An NMR study of the origin of dioxygen-induced spin-lattice relaxation enhancement and chemical shift perturbation

Abstract

Due to its depth-dependent solubility, oxygen exerts paramagnetic effects which become progressively greater toward the hydrophobic interior of micelles, and lipid bilayer membranes. This paramagnetic gradient, which is manifested as contact shift perturbations ( 19F and 13C NMR) and spin-lattice relaxation enhancement ( 19F and 1H NMR), has been shown to be useful for precisely determining immersion depth, membrane protein secondary structure, and overall topology of membrane proteins. We have investigated the influence of oxygen on 19F and 13C NMR spectra and spin-lattice relaxation rates of a semiperfluorinated detergent, (8,8,8)-trifluoro (3,3,4,4,5,5,6,6,7,7)-difluoro octylmaltoside (TFOM) in a model membrane system, to determine the dominant paramagnetic spin-lattice relaxation and shift-perturbation mechanism. Based on the ratio of paramagnetic spin-lattice relaxation rates of 19F and directly bonded 13C nuclei, we conclude that the dominant relaxation mechanism must be dipolar.

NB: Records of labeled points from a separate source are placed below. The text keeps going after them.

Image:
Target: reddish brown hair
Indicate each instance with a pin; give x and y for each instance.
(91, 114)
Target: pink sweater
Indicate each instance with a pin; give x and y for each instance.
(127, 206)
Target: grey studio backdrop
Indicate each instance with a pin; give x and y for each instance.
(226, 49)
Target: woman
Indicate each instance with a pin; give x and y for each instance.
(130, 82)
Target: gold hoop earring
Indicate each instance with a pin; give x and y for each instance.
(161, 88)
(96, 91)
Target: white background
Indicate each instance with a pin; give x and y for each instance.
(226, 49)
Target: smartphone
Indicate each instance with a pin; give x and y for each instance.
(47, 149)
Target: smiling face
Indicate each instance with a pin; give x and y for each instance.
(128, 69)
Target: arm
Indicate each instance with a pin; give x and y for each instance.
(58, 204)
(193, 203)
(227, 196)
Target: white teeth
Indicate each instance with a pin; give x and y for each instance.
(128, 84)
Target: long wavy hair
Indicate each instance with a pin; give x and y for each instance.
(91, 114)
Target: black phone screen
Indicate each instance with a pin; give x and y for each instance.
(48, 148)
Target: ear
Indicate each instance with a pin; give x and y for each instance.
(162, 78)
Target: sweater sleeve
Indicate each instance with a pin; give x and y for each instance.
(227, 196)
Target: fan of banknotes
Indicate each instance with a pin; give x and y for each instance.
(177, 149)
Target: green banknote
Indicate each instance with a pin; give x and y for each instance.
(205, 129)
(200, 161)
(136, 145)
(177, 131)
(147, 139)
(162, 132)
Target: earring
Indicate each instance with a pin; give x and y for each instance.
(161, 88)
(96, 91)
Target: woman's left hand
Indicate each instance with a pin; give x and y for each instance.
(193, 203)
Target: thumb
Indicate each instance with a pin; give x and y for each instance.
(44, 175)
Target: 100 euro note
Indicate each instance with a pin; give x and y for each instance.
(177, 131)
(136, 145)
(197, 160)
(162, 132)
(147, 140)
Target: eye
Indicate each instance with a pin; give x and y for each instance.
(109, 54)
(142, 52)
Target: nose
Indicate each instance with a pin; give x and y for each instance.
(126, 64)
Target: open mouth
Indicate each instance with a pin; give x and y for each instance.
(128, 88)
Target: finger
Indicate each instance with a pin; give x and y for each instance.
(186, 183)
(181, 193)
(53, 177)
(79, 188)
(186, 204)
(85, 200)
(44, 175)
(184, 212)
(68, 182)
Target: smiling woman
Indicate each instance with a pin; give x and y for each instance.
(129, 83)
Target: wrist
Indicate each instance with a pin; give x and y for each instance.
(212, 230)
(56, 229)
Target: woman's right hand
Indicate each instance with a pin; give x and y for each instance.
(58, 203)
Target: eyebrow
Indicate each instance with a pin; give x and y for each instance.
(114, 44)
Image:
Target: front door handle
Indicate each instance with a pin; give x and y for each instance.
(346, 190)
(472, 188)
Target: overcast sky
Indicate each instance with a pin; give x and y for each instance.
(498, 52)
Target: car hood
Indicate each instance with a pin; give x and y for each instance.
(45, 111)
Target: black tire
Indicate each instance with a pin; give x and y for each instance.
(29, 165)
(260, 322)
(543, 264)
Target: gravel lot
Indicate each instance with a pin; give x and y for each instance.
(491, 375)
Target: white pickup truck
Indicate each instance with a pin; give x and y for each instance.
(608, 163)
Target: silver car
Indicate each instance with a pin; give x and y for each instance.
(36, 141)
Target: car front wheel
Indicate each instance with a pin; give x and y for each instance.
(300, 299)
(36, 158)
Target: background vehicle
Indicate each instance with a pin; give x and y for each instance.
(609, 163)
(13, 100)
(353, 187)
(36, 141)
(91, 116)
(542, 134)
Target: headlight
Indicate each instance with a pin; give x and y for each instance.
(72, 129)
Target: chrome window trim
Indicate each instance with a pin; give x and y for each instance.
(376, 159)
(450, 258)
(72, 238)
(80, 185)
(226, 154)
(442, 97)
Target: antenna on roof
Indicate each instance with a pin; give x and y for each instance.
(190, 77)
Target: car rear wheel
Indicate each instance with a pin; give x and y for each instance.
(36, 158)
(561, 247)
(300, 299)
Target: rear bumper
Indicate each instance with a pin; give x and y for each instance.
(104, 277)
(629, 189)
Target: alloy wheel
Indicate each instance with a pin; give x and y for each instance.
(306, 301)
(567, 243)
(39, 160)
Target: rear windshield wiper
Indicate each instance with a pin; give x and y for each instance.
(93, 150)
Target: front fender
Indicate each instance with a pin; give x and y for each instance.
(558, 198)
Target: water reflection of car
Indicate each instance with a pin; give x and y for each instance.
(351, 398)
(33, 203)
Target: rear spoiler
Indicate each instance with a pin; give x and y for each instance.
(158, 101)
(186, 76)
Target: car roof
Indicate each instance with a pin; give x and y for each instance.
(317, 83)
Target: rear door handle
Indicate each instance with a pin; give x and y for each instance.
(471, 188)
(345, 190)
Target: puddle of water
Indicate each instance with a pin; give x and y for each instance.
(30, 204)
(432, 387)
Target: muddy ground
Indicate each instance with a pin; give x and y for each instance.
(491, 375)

Furthermore, the temperature dependence of oxygen-induced chemical shift perturbations in 19F NMR spectra suggests a contact interaction is the dominant shift mechanism. The respective hyperfine coupling constants for 19F and 13C nuclei can then be estimated from the contact shifts 〈 ( Δ ν / ν 0 ) 19 F 〉 and 〈 ( Δ ν / ν 0 ) 13 C 〉 , allowing us to estimate the relative contribution of scalar and dipolar relaxation to 19F and 13C nuclei. We conclude that the contribution to spin-lattice relaxation from the oxygen induced paramagnetic scalar mechanism is negligible.